奥田 そういう印象がずっとあります。だからカヴァーもさせてもらいますけど、清志郎さんの歌は清志郎さんの歌なんで、本当はカヴァーなんてしちゃダメなんですよ。それなのに何度もやらされて(笑)。だって、ああいうふうにはできないですから。“清志郎さんとは違う”って言われたら、もう“はい”って言うしかないじゃないですか。

──確かに(笑)。初めて清志郎さんにお会いしたのは?

奥田 いつですかね。何かのイベントで会っていると思うけど、最初は挨拶しただけですよね。ただ、知り合いの知り合いみたいな人たちがいるから、何度も会っているうちに“君も出ろよ”みたいな空気ができて、デビュー30周年記念の〈RESPECT!〉ってイベントに出演させてもらったんです。

──奥田さんにとって清志郎さんはどんな存在ですか?

奥田 ヴォーカリストとして異様に上手い。音程の正確さも含め、あんなに上手い人はそんなにいないと思います。みんな、あの歌い方で持っていかれちゃってるけど。その点ですごくリスペクトしてますね。

──同じギター&ヴォーカルとしては?

奥田 清志郎さんってギターを持って、どこにでも行って、うわってやるじゃないですか。RCを含めていわゆるバンドもやるけど、そうじゃなくても、ギターだけで“何でも来い”ってやるじゃないですか。そこがね、やっぱりいいなと思います。バンドがないとやらないとかじゃない。どういう状況でも音楽をできるのが一番すごいと思いますね。できそうでできないんですよ。

──奥田さんもやっていらっしゃるじゃないですか。

奥田 そういうふうになれるように、って考えてやってきましたけどね。

──さて、ここからはKiyoshiro Imawano 1963 Esquire Journeyman Relicのインプレッションを聞かせていただきたいのですが、清志郎さんがピックガードを水性ペンでピンク色に塗ったフェンダーのEsquireを弾いているところをご覧になったことはありますか?

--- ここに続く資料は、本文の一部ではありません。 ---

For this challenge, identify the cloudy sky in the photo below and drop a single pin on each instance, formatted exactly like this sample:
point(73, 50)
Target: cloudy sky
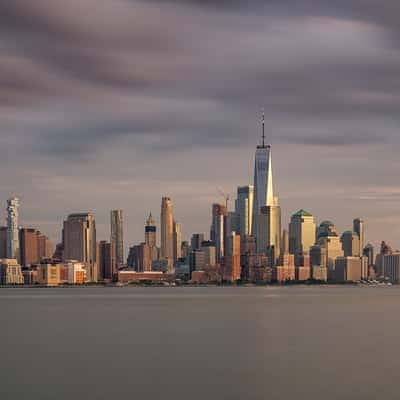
point(113, 103)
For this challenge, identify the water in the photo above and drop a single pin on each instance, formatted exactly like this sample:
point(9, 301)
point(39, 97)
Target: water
point(200, 343)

奥田 弾いている姿はそんなに覚えてないけど、このギターは印象に残ってますよ。ピンク色の変なギター(笑)。いや、だってこれは変でしょ(笑)。

──実際、弾いてみていかがですか?

奥田 すごくしっかりしていますよ。ピックアップの切り替えをセンターにした時、普通のセンターの音じゃなかったからびっくりしましたけど、ちょっとフェイズがかかるのが特徴ですね。

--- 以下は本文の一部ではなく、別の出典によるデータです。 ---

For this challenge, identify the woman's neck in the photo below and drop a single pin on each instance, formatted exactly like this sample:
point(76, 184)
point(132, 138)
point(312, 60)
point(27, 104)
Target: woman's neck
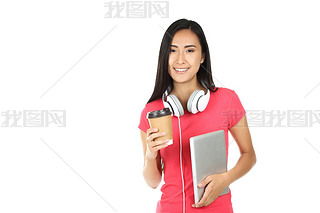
point(183, 91)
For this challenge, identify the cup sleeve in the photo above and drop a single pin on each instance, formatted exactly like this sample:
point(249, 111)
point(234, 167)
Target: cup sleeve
point(238, 111)
point(144, 123)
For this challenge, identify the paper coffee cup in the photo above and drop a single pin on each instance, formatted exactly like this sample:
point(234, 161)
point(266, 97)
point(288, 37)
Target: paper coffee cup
point(161, 119)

──さっき弾きながら、不思議な音とおっしゃっていましたね。

奥田 うん、新鮮でした。

──もし奥田さんがこのギターを今後使うとしたら、どんなところで使いますか?

奥田 でも、これ恥ずかしくないですか(笑)? 絶対に“清志郎さんのやつじゃん”って言われますよね。もちろん全然普通に弾けますよ。それは当たり前です。ギターとしてもちゃんとしてます。でも、やっぱりこれはリスペクトなものなので恐れ多い。ファンの方が買うのはいいけど、俺は使っちゃダメなんじゃないですか。いや、ダメってことはないけど、色を塗り替えるしかないでしょ。

──ピックガードの色ですね?そう言えば別にもう一枚、白いピックガードが同梱されているそうです。

奥田 なるほど。もう一枚付いているんだったら、ピンク色のまま写真を撮って、白に替えて、好きなようにするっていうのもやり方としてはいいですよね。でも、ファンの方はこのまま、清志郎さんみたいにピンク色の塗料が剥げるまで弾くのがいいと思います。

──ところで話は変わりますが、以前、フェンダーのギターは苦手だと著書に書かれていたそうですね。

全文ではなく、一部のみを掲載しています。